The associations, which released similarly worded statements shortly after each other, did not go into details on why U.S. chips were unsafe or unreliable.
The associations cover some of China's largest industries, including telecommunications, the digital economy, autos, and semiconductors and combined count 6,400 companies as members.
Their advice could impact U.S. chipmaking giants like Nvidia, AMD, and Intel that, despite export controls, have managed to keep selling their products in the Chinese market.
It could also add to escalating trade tensions between two nations ahead of President-elect Donald Trump's return to the White House.
The Internet Society of China urged domestic companies to think carefully before procuring U.S. chips and seek to expand cooperation with chip firms from countries and regions other than the United States, according to its official WeChat account.
It also encouraged domestic firms to "proactively" use chips produced by both domestic and foreign-owned enterprises in China.
U.S. chip export controls have caused "substantial harm" to the health and development of China's internet industry, it added.

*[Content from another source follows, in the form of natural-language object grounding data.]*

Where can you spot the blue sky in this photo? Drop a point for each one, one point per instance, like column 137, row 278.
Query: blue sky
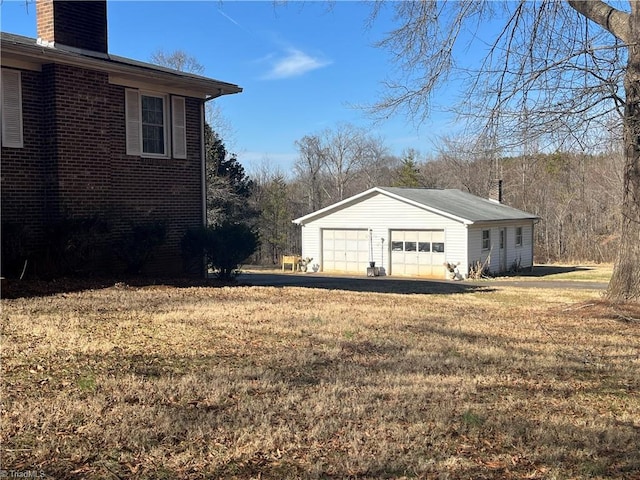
column 303, row 66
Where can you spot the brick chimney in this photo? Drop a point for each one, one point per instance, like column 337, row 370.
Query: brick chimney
column 79, row 24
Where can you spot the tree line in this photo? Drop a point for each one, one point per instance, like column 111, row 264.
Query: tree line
column 575, row 194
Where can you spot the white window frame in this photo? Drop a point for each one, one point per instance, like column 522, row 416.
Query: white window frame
column 165, row 129
column 174, row 124
column 486, row 242
column 11, row 109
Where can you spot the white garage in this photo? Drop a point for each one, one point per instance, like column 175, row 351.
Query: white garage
column 416, row 232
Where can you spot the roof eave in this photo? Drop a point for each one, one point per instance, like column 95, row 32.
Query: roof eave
column 208, row 88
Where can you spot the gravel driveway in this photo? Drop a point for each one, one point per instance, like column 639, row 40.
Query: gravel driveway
column 400, row 285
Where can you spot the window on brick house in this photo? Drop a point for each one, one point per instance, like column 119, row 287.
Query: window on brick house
column 153, row 129
column 11, row 108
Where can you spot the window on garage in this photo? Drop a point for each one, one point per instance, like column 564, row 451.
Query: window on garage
column 518, row 236
column 486, row 239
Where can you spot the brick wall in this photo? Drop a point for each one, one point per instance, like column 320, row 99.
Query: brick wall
column 74, row 164
column 24, row 175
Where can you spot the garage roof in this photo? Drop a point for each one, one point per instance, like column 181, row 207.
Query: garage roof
column 451, row 203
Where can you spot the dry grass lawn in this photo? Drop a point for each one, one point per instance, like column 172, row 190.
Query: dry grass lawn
column 263, row 382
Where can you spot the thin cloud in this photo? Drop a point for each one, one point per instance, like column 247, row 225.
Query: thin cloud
column 228, row 17
column 294, row 64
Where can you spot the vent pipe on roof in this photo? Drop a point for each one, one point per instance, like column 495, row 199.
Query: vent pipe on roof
column 495, row 191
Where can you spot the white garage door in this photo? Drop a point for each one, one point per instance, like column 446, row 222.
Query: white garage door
column 345, row 251
column 418, row 253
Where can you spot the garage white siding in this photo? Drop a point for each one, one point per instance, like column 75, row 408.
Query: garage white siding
column 521, row 255
column 348, row 235
column 383, row 215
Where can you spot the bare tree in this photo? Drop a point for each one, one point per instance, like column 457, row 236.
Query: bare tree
column 560, row 66
column 182, row 61
column 309, row 167
column 178, row 60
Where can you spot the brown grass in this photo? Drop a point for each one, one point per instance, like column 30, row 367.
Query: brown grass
column 260, row 382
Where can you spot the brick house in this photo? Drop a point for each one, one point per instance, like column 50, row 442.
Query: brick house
column 89, row 135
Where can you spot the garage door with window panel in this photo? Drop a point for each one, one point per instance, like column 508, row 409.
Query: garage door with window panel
column 417, row 252
column 345, row 250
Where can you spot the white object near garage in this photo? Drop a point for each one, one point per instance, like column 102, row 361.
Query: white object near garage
column 415, row 232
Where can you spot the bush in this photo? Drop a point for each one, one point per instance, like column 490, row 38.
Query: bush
column 137, row 246
column 225, row 247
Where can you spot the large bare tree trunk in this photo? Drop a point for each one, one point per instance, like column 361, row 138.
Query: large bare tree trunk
column 625, row 282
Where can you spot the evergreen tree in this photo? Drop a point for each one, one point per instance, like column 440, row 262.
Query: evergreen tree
column 228, row 186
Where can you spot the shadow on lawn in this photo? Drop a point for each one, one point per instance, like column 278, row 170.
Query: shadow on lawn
column 547, row 270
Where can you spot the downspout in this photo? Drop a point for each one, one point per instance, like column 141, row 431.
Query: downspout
column 203, row 160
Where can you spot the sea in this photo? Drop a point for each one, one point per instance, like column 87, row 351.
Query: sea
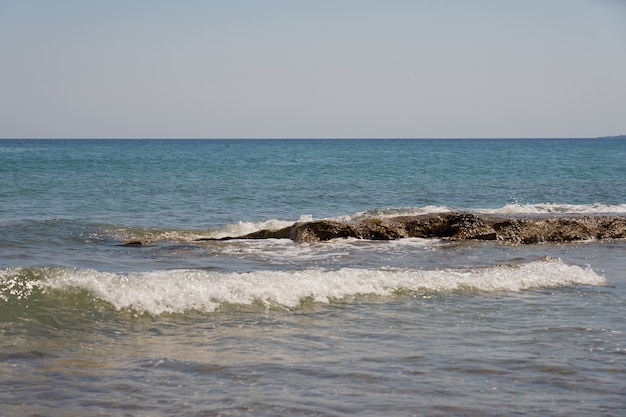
column 178, row 326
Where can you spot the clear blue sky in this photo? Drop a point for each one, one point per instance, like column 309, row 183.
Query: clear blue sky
column 289, row 68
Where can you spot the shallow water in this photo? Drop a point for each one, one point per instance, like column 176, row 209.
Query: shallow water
column 272, row 327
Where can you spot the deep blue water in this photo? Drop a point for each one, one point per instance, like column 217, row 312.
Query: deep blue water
column 273, row 327
column 184, row 183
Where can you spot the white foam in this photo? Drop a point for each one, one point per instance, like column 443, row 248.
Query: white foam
column 549, row 208
column 176, row 291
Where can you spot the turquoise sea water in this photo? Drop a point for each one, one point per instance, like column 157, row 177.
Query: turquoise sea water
column 271, row 327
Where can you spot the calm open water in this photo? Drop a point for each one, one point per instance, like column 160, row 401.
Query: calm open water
column 271, row 327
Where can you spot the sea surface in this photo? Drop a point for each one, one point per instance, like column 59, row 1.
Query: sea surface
column 180, row 327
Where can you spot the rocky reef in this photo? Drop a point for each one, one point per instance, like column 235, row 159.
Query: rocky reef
column 455, row 226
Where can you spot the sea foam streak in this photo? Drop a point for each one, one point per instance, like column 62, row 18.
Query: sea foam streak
column 176, row 291
column 243, row 228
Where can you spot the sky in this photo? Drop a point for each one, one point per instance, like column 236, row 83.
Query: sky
column 312, row 69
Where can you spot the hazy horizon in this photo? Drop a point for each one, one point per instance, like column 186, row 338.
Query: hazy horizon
column 326, row 69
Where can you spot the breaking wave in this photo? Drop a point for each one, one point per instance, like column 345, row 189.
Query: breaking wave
column 177, row 291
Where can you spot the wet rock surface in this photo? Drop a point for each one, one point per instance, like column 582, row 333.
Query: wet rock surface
column 455, row 226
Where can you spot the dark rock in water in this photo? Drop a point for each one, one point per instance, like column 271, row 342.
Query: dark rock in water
column 456, row 226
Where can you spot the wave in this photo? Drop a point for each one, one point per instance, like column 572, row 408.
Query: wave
column 241, row 228
column 178, row 291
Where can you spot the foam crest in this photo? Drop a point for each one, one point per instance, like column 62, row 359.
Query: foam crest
column 176, row 291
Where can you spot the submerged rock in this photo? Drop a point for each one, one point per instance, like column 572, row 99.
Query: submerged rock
column 455, row 226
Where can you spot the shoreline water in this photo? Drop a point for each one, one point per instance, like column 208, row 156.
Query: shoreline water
column 427, row 326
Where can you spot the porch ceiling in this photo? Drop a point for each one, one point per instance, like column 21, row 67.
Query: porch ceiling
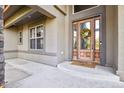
column 20, row 14
column 32, row 17
column 10, row 10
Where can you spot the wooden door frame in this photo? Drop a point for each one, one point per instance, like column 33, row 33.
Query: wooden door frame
column 92, row 45
column 79, row 42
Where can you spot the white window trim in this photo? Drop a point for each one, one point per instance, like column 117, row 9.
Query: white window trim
column 36, row 38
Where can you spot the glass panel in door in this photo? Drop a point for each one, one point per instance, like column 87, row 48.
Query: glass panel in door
column 85, row 43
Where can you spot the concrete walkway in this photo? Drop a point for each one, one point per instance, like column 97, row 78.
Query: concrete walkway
column 36, row 75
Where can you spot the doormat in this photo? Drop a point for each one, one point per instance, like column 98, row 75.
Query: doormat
column 84, row 63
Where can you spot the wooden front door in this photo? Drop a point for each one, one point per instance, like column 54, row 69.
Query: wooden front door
column 86, row 40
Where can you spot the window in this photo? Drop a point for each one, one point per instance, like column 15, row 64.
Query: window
column 37, row 37
column 20, row 37
column 78, row 8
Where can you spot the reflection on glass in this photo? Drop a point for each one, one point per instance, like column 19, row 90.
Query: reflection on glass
column 96, row 34
column 75, row 36
column 85, row 32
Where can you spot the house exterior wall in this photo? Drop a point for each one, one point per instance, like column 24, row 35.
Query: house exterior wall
column 109, row 35
column 54, row 40
column 58, row 36
column 120, row 71
column 10, row 45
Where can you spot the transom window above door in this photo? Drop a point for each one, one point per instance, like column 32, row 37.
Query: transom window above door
column 37, row 37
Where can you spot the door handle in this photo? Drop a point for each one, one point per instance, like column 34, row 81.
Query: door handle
column 100, row 42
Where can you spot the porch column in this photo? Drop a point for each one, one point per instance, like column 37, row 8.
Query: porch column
column 1, row 51
column 121, row 42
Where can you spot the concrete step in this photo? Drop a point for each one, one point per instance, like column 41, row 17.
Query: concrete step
column 100, row 72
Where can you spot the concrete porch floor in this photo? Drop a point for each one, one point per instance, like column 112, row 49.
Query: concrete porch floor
column 27, row 74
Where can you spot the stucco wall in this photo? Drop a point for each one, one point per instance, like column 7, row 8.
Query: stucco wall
column 115, row 39
column 54, row 40
column 121, row 41
column 10, row 42
column 24, row 45
column 59, row 26
column 109, row 35
column 51, row 35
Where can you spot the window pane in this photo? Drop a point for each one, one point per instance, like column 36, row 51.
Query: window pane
column 40, row 31
column 40, row 43
column 96, row 24
column 97, row 34
column 32, row 33
column 32, row 43
column 75, row 29
column 85, row 33
column 20, row 40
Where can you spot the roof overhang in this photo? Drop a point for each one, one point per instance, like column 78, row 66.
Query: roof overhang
column 18, row 14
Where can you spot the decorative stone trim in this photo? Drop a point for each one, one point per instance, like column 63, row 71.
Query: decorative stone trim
column 32, row 52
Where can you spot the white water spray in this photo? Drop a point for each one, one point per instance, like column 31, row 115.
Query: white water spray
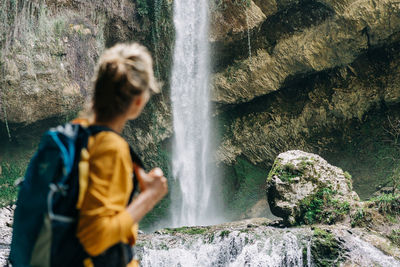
column 190, row 103
column 248, row 34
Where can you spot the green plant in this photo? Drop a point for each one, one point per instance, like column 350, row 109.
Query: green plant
column 357, row 219
column 326, row 249
column 142, row 7
column 186, row 230
column 395, row 237
column 321, row 207
column 387, row 203
column 285, row 172
column 10, row 172
column 224, row 233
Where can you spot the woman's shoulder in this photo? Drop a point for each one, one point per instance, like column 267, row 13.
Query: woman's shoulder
column 108, row 141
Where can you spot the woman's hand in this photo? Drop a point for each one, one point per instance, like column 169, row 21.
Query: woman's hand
column 153, row 187
column 153, row 181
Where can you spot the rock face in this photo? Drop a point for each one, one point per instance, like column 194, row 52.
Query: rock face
column 303, row 188
column 6, row 218
column 335, row 33
column 308, row 77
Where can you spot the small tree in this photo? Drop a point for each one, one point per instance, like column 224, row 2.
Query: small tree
column 393, row 131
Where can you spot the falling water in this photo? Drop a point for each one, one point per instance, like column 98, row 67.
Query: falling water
column 260, row 246
column 190, row 103
column 248, row 34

The China Association of Communication Enterprises said it no longer saw U.S. chip products as reliable or safe and the Chinese government should investigate how secure the supply chain of the country's critical information infrastructure was.
The warnings came after the United States on Monday launched its third crackdown in three years on China's semiconductor industry, curbing exports to 140 companies, including chip equipment maker Naura Technology Group.
They echo China's treatment of U.S. memory chipmaker Micron, which became the subject of a cybersecurity review last year shortly after the U.S. imposed export controls on chipmaking technology to China.
China later barred Micron from selling its chips to key domestic industries, impacting a low-double-digit percentage of its total revenue.
Intel has also faced scrutiny. In October, another influential industry group, the Cybersecurity Association of China, called for a security review of Intel products saying the U.S. chipmaker had "constantly harmed" the country's national security and interests.